Thursday, February 09, 2006

My "Three Way" Writing Method

I've written and written and yet, the moment I sit down to write something new, I almost feel as if I've never written anything before. A product of the "cult of originality," I still harbor the sense, at some very persuasive level, that as far as writing is concerned, every day is a brand new day and any worthwhile writing must come as an inspired bolt from the blue.

This misguided view of writing plagued me even when I began to write my doctoral dissertation. The belief that the words I needed to write would appear on my computer screen if only I would sit and wait for them to pop into my head led not to productive writing sessions but, on the contrary, to discouragement and disgust.

Writing that dissertation did not have to be such a struggle. Unfortunately, I had to live through the ordeal in order to learn how to surmount it. The answer I found was a "three way" writing process that short circuited my wish for devine electricity and brought power to my writing (and thinking) through practical and attainable means.

It's not a hard process to understand or enact. It just took me a while to get there. In order to adopt this method of writing I had to learn to trust my own mind and to realize another thing: when writing, it is not necessary to reinvent the wheel. What you want to do is find yourself a wheel and improve it.

To put it as plainly as possible, when you follow a "three way" approach to writing, you switch among loose writing, mindmapping, and carefully studying a generically appropriate prose model about a topic other than the one you are writing about. The model text is the wheel you will improve.

Here's what to do:

  1. Spend time researching your topic. Take many notes. Learn deeply.

  2. Read your model text. Analyze it rhetorically. In other words, pay attention not to what it says but how it says it. Most importantly, list all the implied questions it answers. Ask yourself the same questions about your topic.

  3. Write for yourself. Write nonstop in ten minute sprints, regroup, and write again.

  4. After you've written a while, switch to mind mapping. Map what you've written. Extend your thoughts. Ask your map questions derived from your model text. Then, if you feel moved to, do some more nonstop writing.

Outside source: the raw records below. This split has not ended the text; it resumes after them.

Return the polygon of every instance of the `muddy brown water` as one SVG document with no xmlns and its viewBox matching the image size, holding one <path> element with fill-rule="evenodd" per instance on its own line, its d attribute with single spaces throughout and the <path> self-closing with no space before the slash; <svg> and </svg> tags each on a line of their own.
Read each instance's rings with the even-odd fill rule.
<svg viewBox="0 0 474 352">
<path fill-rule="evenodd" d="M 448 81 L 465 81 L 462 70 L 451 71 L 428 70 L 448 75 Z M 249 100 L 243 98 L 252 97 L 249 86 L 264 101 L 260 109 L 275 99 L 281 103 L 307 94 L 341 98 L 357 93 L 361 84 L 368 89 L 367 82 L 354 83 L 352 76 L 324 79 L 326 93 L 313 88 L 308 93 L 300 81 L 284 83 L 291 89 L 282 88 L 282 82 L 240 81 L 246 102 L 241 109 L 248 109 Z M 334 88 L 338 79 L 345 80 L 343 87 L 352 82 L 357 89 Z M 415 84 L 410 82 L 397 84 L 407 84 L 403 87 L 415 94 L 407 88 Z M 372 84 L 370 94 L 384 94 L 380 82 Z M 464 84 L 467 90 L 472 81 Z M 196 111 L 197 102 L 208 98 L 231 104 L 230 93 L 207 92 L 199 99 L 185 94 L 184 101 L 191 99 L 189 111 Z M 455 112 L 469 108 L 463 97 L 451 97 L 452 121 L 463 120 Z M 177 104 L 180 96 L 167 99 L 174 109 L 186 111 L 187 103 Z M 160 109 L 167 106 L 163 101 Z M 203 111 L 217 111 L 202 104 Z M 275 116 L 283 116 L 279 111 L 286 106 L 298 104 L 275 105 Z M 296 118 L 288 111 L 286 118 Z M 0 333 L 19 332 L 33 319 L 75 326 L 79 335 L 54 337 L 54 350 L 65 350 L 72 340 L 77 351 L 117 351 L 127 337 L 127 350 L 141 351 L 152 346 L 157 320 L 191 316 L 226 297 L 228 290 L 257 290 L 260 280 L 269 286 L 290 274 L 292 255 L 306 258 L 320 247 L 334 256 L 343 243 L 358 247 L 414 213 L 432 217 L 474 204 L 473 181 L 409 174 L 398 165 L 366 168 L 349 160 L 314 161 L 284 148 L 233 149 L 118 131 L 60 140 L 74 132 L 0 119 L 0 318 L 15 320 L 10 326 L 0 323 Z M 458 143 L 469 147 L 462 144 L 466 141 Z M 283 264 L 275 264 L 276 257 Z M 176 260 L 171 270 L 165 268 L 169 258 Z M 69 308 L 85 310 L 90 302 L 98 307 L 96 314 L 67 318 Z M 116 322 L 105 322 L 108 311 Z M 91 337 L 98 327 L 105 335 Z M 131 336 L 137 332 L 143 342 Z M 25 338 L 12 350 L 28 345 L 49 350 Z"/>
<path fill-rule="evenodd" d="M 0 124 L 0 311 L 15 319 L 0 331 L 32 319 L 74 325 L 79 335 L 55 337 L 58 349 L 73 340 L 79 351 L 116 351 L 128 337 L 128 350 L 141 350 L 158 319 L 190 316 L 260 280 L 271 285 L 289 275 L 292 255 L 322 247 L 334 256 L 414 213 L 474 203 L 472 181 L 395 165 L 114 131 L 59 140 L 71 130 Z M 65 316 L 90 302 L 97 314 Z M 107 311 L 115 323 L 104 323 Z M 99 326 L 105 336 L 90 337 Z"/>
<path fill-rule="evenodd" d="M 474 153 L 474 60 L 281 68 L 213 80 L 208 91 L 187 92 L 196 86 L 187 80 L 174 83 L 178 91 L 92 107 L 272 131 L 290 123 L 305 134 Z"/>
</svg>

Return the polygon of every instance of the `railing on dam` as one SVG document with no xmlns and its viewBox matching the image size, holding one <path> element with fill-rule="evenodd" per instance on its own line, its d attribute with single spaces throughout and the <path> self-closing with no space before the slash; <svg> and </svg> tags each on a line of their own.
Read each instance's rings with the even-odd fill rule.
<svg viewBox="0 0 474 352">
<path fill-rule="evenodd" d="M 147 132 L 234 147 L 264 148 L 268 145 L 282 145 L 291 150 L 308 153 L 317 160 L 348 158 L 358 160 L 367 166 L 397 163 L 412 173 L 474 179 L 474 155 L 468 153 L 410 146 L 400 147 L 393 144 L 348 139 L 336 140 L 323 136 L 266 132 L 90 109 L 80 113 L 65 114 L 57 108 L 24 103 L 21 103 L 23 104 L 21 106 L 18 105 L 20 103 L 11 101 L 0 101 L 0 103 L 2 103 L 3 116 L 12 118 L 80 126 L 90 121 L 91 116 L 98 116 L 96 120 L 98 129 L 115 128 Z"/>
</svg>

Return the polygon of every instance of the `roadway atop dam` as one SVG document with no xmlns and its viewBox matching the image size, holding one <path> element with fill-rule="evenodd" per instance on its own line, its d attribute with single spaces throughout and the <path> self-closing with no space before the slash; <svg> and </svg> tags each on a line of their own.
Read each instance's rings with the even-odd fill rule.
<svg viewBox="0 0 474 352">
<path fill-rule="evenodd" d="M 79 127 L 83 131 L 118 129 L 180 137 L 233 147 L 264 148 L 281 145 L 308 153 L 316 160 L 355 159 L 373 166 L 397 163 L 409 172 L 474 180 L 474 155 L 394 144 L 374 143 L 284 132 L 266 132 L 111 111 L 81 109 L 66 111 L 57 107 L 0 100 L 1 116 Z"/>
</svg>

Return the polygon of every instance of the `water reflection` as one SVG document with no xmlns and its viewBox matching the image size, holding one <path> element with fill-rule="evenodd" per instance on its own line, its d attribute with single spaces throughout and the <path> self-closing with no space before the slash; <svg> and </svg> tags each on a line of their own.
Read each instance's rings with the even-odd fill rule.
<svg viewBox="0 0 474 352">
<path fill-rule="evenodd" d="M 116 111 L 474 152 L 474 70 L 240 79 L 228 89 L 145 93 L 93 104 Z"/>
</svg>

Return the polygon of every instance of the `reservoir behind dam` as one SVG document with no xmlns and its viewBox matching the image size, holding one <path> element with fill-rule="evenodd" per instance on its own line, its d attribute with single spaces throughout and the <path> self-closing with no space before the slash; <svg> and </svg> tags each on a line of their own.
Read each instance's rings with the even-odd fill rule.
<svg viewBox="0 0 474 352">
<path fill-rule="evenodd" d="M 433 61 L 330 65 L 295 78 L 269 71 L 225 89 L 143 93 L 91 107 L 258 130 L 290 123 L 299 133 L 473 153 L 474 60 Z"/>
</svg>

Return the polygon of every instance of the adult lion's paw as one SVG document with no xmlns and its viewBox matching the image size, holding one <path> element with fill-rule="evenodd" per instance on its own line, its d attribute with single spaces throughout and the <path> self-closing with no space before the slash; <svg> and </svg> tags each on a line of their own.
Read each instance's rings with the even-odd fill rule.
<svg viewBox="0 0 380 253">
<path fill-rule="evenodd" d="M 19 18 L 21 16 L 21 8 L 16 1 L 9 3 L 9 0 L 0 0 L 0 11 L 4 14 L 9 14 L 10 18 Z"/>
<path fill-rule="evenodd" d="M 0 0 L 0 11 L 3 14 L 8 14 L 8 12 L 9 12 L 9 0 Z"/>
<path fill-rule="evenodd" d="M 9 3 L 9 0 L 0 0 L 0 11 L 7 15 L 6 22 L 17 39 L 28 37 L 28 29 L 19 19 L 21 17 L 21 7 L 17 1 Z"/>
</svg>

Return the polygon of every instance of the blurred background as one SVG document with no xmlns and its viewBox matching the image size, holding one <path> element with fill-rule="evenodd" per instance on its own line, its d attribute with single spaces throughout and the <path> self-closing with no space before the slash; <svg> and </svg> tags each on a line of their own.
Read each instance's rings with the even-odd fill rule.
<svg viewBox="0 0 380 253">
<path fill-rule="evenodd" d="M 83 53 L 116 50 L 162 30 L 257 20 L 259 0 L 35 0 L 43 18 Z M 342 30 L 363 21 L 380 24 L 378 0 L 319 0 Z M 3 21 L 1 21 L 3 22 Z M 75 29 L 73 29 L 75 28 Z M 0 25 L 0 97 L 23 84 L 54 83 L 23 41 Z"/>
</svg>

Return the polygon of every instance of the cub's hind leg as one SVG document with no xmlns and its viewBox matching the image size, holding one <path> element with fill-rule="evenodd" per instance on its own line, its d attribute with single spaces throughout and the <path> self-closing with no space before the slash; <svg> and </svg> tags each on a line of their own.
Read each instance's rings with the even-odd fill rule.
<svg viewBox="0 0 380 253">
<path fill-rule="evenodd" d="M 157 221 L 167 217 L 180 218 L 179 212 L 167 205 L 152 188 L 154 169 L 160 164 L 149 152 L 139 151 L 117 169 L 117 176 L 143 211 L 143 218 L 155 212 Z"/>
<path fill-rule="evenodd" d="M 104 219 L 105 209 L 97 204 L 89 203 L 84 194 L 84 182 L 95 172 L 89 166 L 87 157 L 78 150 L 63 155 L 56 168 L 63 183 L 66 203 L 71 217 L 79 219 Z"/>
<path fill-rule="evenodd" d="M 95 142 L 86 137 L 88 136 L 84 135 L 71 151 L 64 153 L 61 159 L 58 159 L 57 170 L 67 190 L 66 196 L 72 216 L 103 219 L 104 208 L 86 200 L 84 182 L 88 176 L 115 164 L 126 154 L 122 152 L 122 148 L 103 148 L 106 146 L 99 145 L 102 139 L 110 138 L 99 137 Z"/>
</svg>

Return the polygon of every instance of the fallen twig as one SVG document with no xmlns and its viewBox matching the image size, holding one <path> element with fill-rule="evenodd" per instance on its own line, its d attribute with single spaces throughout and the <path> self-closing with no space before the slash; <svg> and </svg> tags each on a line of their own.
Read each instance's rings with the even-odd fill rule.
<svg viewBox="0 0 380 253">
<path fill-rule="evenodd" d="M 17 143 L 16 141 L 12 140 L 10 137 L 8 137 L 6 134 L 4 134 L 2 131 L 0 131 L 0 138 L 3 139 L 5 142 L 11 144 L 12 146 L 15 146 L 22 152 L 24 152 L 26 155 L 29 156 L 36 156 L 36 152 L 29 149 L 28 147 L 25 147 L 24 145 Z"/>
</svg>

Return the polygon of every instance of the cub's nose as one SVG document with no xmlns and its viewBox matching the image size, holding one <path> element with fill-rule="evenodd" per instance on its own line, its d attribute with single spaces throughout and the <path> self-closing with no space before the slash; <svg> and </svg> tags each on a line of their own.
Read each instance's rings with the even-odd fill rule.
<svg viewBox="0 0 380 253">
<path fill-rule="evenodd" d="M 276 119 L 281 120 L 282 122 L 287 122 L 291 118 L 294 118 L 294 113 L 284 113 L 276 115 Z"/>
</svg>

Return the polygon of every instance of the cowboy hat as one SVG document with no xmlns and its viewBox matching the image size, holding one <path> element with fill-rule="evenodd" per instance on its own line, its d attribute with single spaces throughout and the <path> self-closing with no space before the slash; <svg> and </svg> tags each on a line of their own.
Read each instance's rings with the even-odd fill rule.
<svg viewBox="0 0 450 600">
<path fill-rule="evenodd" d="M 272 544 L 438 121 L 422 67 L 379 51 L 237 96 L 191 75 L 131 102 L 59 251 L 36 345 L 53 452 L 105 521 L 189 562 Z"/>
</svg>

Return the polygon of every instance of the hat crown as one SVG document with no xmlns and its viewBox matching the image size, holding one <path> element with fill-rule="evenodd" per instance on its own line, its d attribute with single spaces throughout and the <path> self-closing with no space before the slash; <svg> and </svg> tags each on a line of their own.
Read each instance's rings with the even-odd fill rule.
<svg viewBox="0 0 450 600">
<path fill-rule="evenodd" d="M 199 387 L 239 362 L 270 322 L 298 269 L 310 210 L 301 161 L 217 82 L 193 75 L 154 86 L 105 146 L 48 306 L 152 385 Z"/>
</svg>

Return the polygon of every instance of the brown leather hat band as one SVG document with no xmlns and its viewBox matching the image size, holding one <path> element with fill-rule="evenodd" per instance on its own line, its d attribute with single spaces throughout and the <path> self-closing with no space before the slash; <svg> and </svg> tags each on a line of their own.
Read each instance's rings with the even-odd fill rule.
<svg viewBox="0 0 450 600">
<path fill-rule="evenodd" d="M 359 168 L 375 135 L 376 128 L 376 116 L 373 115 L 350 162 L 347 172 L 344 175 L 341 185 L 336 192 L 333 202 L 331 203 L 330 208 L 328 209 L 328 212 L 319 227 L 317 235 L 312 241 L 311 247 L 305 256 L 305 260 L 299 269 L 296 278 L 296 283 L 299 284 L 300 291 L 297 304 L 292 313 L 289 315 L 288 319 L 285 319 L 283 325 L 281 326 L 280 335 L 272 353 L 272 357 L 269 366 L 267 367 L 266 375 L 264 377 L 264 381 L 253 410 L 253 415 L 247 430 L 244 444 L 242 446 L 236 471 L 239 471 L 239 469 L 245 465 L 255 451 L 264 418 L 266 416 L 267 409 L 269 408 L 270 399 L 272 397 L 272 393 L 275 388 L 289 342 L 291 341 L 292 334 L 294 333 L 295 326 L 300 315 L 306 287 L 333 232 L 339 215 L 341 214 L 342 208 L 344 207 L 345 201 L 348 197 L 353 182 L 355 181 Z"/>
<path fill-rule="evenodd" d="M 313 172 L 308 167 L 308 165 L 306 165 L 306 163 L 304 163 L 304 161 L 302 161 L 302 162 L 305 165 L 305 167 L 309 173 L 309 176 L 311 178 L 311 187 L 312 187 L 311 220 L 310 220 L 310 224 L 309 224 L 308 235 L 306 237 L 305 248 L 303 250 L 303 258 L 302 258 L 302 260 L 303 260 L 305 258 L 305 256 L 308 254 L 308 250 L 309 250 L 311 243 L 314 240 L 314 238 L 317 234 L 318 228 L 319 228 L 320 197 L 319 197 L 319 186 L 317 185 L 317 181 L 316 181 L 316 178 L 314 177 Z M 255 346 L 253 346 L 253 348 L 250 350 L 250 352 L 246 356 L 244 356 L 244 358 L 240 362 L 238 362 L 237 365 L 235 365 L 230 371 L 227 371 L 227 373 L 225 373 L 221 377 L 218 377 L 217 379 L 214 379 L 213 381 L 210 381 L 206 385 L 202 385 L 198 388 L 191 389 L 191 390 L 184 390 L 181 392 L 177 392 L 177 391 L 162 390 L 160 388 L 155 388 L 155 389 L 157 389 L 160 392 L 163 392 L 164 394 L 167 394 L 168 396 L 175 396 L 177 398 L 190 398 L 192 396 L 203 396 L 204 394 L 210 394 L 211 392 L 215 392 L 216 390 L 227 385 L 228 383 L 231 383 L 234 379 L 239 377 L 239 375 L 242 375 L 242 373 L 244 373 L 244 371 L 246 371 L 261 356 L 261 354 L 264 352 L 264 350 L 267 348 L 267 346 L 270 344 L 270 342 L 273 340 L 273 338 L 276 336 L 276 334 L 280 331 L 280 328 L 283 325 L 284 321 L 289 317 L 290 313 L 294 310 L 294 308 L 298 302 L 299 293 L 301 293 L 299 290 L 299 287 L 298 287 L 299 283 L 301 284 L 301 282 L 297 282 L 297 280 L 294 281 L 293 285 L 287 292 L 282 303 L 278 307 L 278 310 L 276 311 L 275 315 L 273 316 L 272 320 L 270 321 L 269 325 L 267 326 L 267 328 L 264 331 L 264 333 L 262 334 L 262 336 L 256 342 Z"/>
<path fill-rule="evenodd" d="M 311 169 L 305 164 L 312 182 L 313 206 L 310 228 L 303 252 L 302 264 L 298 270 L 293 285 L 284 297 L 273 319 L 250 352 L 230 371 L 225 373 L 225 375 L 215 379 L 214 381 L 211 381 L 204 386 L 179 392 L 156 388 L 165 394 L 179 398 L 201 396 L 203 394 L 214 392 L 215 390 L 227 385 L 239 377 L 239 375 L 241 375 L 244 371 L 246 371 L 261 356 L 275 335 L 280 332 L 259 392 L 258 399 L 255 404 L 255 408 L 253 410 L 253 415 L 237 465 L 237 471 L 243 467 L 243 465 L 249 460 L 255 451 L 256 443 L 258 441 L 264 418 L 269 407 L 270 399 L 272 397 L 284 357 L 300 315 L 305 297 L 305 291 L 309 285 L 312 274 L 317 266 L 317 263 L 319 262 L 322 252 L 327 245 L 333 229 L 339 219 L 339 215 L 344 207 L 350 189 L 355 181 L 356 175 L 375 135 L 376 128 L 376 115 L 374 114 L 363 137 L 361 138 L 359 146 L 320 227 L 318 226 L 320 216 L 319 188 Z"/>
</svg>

  5. Step back. Consider your model as a pattern. What does each line or paragraph do? What purpose does it serve? Does the pattern of your model text fit your thoughts? If not, how can you alter the pattern to meet your needs? How can you turn a wagon wheel into a whitewall?

  6. Write your report or what have you based on the pattern at which you've arrived. Don't worry if the pattern changes as you write. Don't worry if your whitewall turns into a four ply Greenball tractor tire. You wouldn't put whitewalls on a tractor, would you?


The point is that one can enter into a productive partnership with a piece of writing so that the model text acts as a foil for one's own thinking about something else. That the model exists can give one courage in the face of wordlessness. "Hey, if that guy did it, so can I!" One can make writing a toe-to-toe, word-to-word competition with one's model. Writing as blood sport, or, less violently, writing as duet.

For me, the shift from study to quick writing to mindmap to careful writing is important. Each phase serves a purpose. Study prepares my mind. Quick writing primes it. Mind Mapping lets me reconsider what I thought. Working with (or against) a model text helps me plan and develop the public presentation of my ideas. Careful writing of the final product is the step of fruition. However, I may, at any time during the last step, reenter any of the previous steps, like a bather going back for one more dip in the pool.

Had I not stumbled on this "three way" writing process I surely never would have finished my dissertation. And ever since I found it, when the time comes to write, I never sit and wait for a muse to show up with a whitewall. Instead I start with a wagon wheel, grab my white paint, and get to work.

3 comments:

John Nelson said...

Dan, your "three way" method gives a new spin on approaching writing tasks. Student writers find models useful in my classes, and when they have appropriate ones they serve well, not only for essay writers, but poets and other creative writers too. Just think of the many versions of "13 Ways of Looking at a Blackbird" and how much good writing that poem has inspired. It gave people the wagon wheel to try to improve on. What happens when writers look at a wheel, call it fine, and think, "How could I improve upon that?

Phil B said...

Very helpful and insightful information today, Dan. I feel that I will have to train myself in the method, as opposed to you, I have a problem with writing too much with too little thought and I never wait for the muse. I sit to type and out it pours, but quality is at times an issue. I think this method will help me to organize my thoughts and arguments in a clearer fashion, making my writing sing instead of mumble. Thanks for the great info.


"Phil's Blog""

Dan said...

John,

In answer to your question about intimidating models, I suppose my hope is that by breaking down the model into rhetorical movements, and getting away from sentence level style per se, students will find any model less intimidating and more approachable as a foil for their own orgainzational schemes.

More distance equals more control, I hope.